Imagine a natural disaster such as flood water seeping into your home, destroying every bit of furniture, valuables, etc. everyone around you is worried how will you cope with such great expense and you simply answer you have your emergency fund to support you.
What Is An Emergency Fund?
A fund which you use only in extreme emergency such as financial shortfall when something unexpected happens. An emergency fund is a design to cover and support you when you really need it.
There is always a good way to plan for the future, having
An emergency fund helps you in short-term fall in your career where you have no job, it can cover you till you get your next job. The amount of emergency fund can start by adding small bills but eventually you build it to support yourself; when the actual emergency struck.
Why Do You Need An Emergency Fund?
The simple answer is not always credit card is an answer, the interest rate is high and payback is difficult. You might think borrowing is next good thing but you have to pay back that money too. Or even taking a high-interest loan won’t do the job because you are then just putting yourself in more debt.
These won’t work if you already are in debt or paying mortgage/insurance for your house and car. Hence, an emergency fund comes in handy and serves you well.
How Much Should Be Emergency Fund?
It can vary vastly on how much you make for a living and your day to day expense, depending on that an approximately three to six months of living cost should be covered by your emergency fund. You can start small but start building so that when an emergency hits you, you are well-prepared.

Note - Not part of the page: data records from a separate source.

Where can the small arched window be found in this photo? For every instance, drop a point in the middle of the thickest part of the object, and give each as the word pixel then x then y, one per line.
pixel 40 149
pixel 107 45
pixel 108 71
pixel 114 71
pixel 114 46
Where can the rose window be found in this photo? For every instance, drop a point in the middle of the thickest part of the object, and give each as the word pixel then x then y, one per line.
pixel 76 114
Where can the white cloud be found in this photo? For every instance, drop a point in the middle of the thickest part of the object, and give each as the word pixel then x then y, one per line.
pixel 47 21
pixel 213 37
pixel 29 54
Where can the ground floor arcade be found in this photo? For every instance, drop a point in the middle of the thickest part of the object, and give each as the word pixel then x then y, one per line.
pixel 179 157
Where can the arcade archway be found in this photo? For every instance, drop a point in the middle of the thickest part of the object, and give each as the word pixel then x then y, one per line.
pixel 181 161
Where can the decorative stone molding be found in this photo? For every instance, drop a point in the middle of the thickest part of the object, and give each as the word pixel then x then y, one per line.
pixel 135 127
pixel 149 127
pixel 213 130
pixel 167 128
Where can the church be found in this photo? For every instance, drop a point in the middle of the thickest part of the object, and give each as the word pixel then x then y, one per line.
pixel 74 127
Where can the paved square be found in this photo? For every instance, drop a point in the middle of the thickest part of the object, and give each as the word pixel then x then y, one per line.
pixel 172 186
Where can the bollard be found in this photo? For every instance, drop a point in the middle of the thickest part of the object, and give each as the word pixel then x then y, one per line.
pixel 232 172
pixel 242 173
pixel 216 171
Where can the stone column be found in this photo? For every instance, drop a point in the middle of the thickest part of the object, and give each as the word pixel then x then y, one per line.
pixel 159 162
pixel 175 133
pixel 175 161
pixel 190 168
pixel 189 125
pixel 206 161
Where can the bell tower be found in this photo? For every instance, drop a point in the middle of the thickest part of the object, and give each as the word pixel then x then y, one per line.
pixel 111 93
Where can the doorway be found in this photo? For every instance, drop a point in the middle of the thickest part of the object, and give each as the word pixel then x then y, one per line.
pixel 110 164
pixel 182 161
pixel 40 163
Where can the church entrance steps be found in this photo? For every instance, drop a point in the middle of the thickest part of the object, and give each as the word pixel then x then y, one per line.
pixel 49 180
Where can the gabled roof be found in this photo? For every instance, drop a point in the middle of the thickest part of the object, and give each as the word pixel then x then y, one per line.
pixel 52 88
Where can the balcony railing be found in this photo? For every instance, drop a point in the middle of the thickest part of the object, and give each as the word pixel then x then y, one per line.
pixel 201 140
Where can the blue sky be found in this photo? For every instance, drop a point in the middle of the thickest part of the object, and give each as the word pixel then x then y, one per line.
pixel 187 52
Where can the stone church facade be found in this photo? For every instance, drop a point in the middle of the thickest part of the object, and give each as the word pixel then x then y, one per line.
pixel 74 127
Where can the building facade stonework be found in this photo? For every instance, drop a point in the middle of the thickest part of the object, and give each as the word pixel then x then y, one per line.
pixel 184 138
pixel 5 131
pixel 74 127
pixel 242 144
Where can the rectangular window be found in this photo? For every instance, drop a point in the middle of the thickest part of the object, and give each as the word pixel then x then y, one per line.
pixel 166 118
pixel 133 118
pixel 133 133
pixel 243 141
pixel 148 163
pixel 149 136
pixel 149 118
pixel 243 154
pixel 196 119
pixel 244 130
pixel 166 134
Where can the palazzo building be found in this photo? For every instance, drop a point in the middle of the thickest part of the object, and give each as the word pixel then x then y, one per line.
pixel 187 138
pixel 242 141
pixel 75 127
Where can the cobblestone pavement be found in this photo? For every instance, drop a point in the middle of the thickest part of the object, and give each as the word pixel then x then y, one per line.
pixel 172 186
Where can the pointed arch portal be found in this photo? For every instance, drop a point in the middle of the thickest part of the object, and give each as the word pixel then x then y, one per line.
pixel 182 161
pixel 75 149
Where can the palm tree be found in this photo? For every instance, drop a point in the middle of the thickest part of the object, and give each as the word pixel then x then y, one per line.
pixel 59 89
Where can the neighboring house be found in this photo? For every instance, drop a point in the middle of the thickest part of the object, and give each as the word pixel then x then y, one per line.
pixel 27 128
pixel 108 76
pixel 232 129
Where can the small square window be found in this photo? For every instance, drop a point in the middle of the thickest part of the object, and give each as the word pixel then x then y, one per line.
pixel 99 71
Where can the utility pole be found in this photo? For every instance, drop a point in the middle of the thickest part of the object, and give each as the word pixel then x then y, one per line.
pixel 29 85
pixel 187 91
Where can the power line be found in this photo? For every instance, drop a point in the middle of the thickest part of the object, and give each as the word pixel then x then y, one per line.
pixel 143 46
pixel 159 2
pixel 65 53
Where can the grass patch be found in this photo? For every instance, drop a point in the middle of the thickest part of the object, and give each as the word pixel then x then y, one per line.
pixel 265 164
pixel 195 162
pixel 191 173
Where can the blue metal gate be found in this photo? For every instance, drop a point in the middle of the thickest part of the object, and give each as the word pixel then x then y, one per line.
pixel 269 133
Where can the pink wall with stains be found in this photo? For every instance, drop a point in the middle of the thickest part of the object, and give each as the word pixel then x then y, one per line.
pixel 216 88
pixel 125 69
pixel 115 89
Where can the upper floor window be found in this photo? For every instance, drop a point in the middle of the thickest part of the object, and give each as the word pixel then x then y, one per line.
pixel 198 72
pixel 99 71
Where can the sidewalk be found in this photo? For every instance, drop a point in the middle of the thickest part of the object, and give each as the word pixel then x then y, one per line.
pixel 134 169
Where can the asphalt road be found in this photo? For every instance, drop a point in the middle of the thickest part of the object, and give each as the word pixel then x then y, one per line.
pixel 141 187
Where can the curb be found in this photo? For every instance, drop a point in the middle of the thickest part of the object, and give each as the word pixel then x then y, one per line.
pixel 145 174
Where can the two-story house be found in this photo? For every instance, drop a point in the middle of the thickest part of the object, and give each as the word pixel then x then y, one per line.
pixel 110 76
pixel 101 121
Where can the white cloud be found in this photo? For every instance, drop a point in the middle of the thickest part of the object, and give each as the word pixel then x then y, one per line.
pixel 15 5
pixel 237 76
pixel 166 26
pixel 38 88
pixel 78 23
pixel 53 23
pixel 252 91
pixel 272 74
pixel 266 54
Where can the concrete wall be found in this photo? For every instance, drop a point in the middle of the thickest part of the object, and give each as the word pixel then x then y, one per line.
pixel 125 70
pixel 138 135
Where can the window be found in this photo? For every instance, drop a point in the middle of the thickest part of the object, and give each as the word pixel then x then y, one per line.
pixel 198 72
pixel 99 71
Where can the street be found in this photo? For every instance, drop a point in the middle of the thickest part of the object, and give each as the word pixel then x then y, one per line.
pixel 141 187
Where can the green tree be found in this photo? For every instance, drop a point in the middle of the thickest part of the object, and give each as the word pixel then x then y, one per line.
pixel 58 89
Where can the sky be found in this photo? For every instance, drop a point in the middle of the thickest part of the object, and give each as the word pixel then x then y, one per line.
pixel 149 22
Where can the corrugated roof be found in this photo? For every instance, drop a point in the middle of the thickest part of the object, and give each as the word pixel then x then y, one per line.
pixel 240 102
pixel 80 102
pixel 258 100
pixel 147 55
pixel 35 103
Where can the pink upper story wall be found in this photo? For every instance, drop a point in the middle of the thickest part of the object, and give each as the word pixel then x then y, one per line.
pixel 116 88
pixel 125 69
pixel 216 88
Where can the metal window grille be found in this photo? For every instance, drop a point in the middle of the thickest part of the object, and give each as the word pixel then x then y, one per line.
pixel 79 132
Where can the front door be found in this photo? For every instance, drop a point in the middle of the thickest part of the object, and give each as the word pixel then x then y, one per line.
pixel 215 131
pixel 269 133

An emergency fund should always be separate from your bank account so that you aren’t tempted to use that money.
What Expenses Should An Emergency Fund Fulfil?
Unexpected hospital visits, huge auto repair, house repair such as plumbing, etc. where the amount is huge. An expected travel where there is a death in the family.
An emergency fund is basically used where your ability to earn is stopped or halted for a while. It is wise to save for the big emergency rather than keep swiping heavy debt credit cards.
What Expenses Should An Emergency Fund Not Cover?
A holiday, birthday gifts, festival shopping doesn’t cover as an emergency.
A new upgrade on TV, new car, your regular payments of mortgage and car insurance are not covered under emergency funds.
Also, much-needed vacation is not an emergency.
Everyone needs to save for unexpected. Having something of your own when you need especially when its money is a stress-reliever. You have to choose whether it is emergency or something that your regular saving can cover.
How Do You Build Your Emergency Fund?
1.Set a goal
Yes, we know maintaining a saving account is what you have been doing but the emergency fund will help you through a tough time where you actually need it. Hospitals bills are huge, it is better to get prepared before the calamity occurs.
2. Use your tax returns
You have earned this with your blood and sweat, why not keep long-term savings i.e. emergency fund.
3. Cut expenses
Well, every article about how to save money will emphasize how everyday small expenses add up to huge credit cards bills. Consider making coffee at home and making more meals at home are some small things you can do to cut expenses.
4. Use your hobby
If you are good at something, never do it for free. If you think you can paint, put up an exhibition and that money can serve you well since it is an added income with your regular job.
5. Loose change
If you happen to get return money as loose change, put loose change in your piggy bank or a jar. It may sound weird that how small currency notes can help build an emergency fund but it is good to start somewhere and you will see how quickly the jar fills.